Plant Protection Code: A landmark development for Indian Tea Industry

The last few months have been very eventful for the Indian Tea Industry and it still finds itself in the midst of a whirlpool of controversies. There can never be smoke without fire and the media has a knack for spotting the smoke and following the trail back to the point of origin. From all this media coverage I see both challenges and opportunities. When issues arise, different parties are affected to varied degrees, but at least the spotlight forces a discussion, a debate, a rallying ground. History is is full of instances where negatives had positive outcomes. Even a situation like the Cold War between the USSR and US led to a rapid development of space science. I am very hopeful that the current focus on the Indian Tea Industry will ultimately lead to positive outcomes and we may see an industry in transition, evolving into something better a few years down the line.

Plant Protection CodeOne positive outcome can already be seen in a very significant development during the last week. The Tea Board of India unveiled the “Plant Protection Code (Ver. 1.0)” during the trustea Programme Committee meeting on 13th March. This is the first time that the Tea Board has come up with a landmark policy document like this and credit should go to the “trustea” team and the trustea Programme Committee, of which ETP is a member, for its hard work in supporting the Tea Board to come up with such a remarkable document in the shortest possible time.

What is very interesting about this code is the way that input from a cross section of stakeholders  contributed to its’ development, i.e. the Government Bodies, research agencies, producer association,  buyers was used to sharpen each element and  make sure it was in line with international norms.

The code will guide the industry towards the minimisation of pesticide use and make cultivation, production, and consumption of tea safer for humans and the environment.

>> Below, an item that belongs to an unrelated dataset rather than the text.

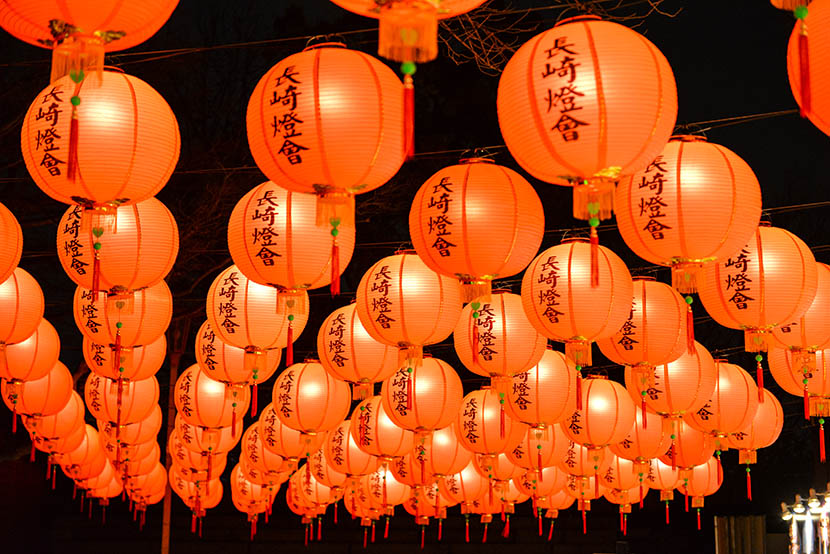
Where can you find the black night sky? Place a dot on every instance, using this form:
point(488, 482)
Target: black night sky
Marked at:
point(729, 59)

It sets out to do this through responsible chemical management, good agricultural practices, and reducing dependence on chemicals through Integrated Pest Management strategies. The list of approved chemicals excludes WHO Class Ia and Ib classified chemicals and is fully aligned with the Rotterdam and Stockholm Conventions. It does not stop at that and an expert technical group has been established to review and update the code with the ambition to gradually reduce/eliminate the WHO class II and III chemicals. For the interest of readers the complete report can be accessed through the trustea website or the Indian Tea Board website.

One of the particularly significant aspects of the code is that it applies across the Indian industry, not just to producers involved in schemes such as trustea. As the Tea Board Chairman clearly states in his forward – “This document ‘Plant Protection Code’ is being issued to the tea industry as a comprehensive guideline for safe usage of plant protection formulations (PPF’s) in the tea plantations in India.”

I am sure this will mark a major turning point for the Indian Tea industry.  At ETP we believe that there are other such turning points coming on approaches to social and welfare issues. We are deeply engaged in working with partners in India on transformational approaches in these areas too.